Step-by-Step Tutorial with Access Log data.
It detects anomaly in time series data frame. It employs an algorithm referred to as Seasonal Hybrid ESD (S-H-ESD), which can detect both global as well as local anomalies in the time series data by taking seasonality and trend into account. It’s built by a team at Twitter for their use on monitoring their traffics.
How to Access?
How to Configure?
- Date/Time Column - Select a Date or POSIXct data type column that holds date/time information.
- Aggregation Level - When data type is Date, data is aggregated (e.g. summed, averaged, etc.) for each day. When data type is POSIXct, level of aggregation can be day, hour, minute, or second.
- Value Column - Select either 'Number of Rows' or a numeric column for which you want to detect anomalies.
- Aggregation Function - Select an aggregate function such as 'sum', 'mean', etc. to aggregate the values.
- How to Fill NA - This algorithm requires NAs to be filled. The default is Fill with Previous Value. This can be...
- Fill with Previous Value
- Fill with Zero
- Linear Interpolation
- Spline Interpolation
- Direction of Anomaly (Optional) - The default is "both". Direction of anomaly. This can be...
- "both" - Both positive and negative direction.
- "pos" - Only positive direction.
- "neg" - Only negative direction.
- With Expected Values (Optional) - The default is TRUE. Whether expected_values should be returned.

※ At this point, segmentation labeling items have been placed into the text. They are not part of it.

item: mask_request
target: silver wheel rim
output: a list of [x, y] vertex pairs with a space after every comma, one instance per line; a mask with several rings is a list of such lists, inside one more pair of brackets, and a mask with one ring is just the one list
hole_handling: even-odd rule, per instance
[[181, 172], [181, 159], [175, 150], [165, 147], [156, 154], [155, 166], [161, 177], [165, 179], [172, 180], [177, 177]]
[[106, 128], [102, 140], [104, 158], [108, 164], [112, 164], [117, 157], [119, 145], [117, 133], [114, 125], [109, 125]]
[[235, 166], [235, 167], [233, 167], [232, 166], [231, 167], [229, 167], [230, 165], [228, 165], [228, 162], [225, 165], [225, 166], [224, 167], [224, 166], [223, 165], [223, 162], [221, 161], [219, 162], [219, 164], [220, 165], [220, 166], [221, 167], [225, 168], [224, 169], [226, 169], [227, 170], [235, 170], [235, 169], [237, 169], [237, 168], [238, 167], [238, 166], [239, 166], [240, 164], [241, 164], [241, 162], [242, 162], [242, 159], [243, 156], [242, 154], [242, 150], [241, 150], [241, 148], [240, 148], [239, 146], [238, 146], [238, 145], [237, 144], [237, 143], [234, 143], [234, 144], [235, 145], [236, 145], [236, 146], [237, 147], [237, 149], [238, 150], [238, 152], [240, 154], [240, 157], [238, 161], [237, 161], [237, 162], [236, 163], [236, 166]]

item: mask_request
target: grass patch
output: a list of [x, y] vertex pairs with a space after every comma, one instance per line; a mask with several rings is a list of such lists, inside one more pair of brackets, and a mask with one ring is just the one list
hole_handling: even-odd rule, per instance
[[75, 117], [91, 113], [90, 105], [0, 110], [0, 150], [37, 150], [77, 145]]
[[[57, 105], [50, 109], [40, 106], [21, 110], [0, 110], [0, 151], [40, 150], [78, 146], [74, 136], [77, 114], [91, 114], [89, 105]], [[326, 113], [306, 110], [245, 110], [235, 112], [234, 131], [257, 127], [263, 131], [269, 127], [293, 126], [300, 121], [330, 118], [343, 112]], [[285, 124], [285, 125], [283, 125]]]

- Maximum Ratio of Anomaly Data (Optional) - The default is 0.1. The maximum ratio of anomaly data compared to the number of total data.
- Alpha (Sensitivity to Anomaly Data) (Optional) - The default is 0.05. The larger the value, the more anomaly data are captured.
- Report Only Last Values within (Optional) - The default is NULL. Find only last anomalies within a day or hour. This can be
- NULL - Find all anomalies.
- "day" - Find last anomalies within a day.
- "hr" - Find last anomalies within an hour.
- Threshold of Positive Anomaly (Optional) - The default is 'None'. If this is specified, only positive anomalies above the threshold are reported. This can be
- 'None' - No threshold.
- 'med_max' - Median of daily max values.
- 'p95' - 95th percentile of the daily max values.
- 'p99' - 99th percentile of the daily max values.
- Longer Time Span than a Month (Optional) - The default is FALSE. This should be TRUE if the time span is longer than a month.
- Piecewise Median Time Window (Optional) - The default is 2. The size of piecewise median time window (span of seasons). The unit is weeks.
How to Read the Result?
- Date / Time Column
- Value Column
- pos_anomaly - Returns TRUE if anomaly is detected in the positive detection for each row.
- pos_value - Anomaly values in the positive direction.
- neg_anomaly - Returns TRUE if anomaly is detected in the negative detection for each row.
- neg_value - Anomaly values in the negative direction.
- expected_value - The values that the model would have expected based on the underlying trend.